Cakes, chocolates and soft drinks are well known for containing large amounts of sugar, but there is a whole range of other products often seen as healthy that contain equally high levels of the sweet stuff.
In April, Mars food, the company behind Dolmio’s pasta sauce and Uncle Ben’s,warned consumers that they should only eat some of its products occasionally because of high levels of sugar, fat and salt. A 500g jar of Dolmio original bolognese sauce contains more than six cubes of sugar – the same as a Mars bar. The suggested serving (125g) contains 7.3g of sugar. Ragu’s original bolognese sauce contains 8.1g of sugar per 100g while Loyd Grossman’s version contains 5.2 g per 100g or 7.3g in the suggested serving.
Soups are popular with dieters but the worst culprits contain high amounts of sugar. Heinz classic tomato soup contains 19.4g – more than four teaspoons – of sugar in a tin, while Campbell’s cream of tomato soup contains 12.8g in a tin and versions by Crosse and Blackwell and Baxter have 23.6g and 21.6g respectively. As with pasta sauces, in many cases the suggested serving contains less, although that relies on the consumer following the guidance.
Ready meals are another culprit when it comes to hidden sugar, with purportedly savoury dishes heavily sweetened. Sharwood sweet and sour chicken with rice contains 21.8g of sugar. Tesco takeaway sweet and sour chicken contains 24.8g in half a pack (the suggested serving), Sainsbury’s crispy sweet and sour chicken with rice contains 26.6g in a pack, and Waitrose’s sweet and sour chicken in batter 19.8g in each half-pack portion. Even supposed healthier alternatives can contain more sugar than one would expect. The Mexican sweet potato chilli pot by Bol, which claims its recipes were developed with “expert nutritionists”, contains 13.7g of sugar.
Fruit yoghurts may be many people’s idea of a healthy dessert, especially for their children, but they often have high amounts of sugar – with the supposedly healthy low-fat variety among the worst offenders. For example, Yeo Valley fat free vanilla yoghurt contains 15.5g of sugar per 100g. The equivalent product by Rachel’s Organic contains 13.6g per 100g (it suggests a 150g serving). A third of a pot (150g) of Tesco low fat strawberry yoghurt contains 17.9g of sugar. A 175g pot of Müllerlight strawberry yoghurt contains 12.4g of sugar, although the full fat equivalent – Muller’s strawberry Fruit Corner – which comes in a smaller 150g pot, contains 23.4g of sugar.

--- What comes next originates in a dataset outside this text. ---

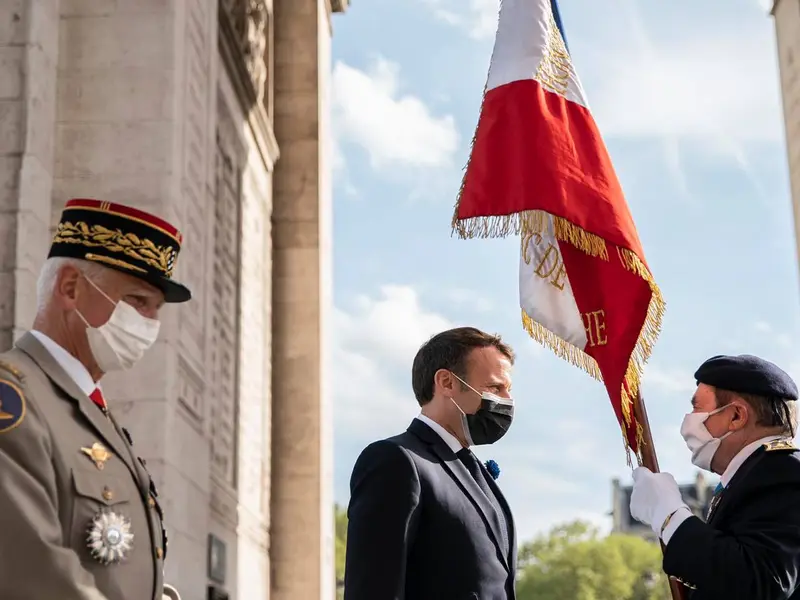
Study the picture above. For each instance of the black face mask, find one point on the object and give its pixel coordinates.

If something has water in the title, one might presume that there is not too much to worry about on the health front. But flavoured waters, something of an oxymoron but nevertheless popular, often contain large amounts of sugar. Volvic’s Touch of Lemon and Lime contains 27.4g in a 500ml bottle, although the recommended serving is half that. Juicy Water oranges and lemons contains 41g in a 420ml bottle and Glaceau Vitaminwater Revive has 15g in a 500ml bottle.
Often seen as a healthy alternative to chocolate bars or as a nutritious breakfast to have on the move but they can contain high amounts of sugar. An Eat Natural yoghurt coated coconut and apricot bar contains 19.7g of the sweet stuff. Nature Valley oats and honey granola bars contain 11.9g of sugar in a two-bar serving, and Kellogg’s Nutri-Grain strawberry bars are about a third sugar, with 12g in each 37g bar.
Heinz tomato ketchup has 22.8 of sugar per 100g or 3.4g in a suggested 15g (tablespoon) serving. Sainsbury’s ketchup has 21.6g per 100g and 3.2g per tablespoon and the equivalent numbers for Morrisons’ version are 18.1g and 2.7g. Other table sauces also have significant sugar content. Heinz salad cream has 17g of sugar per 100g and 2.6g in a tablespoon.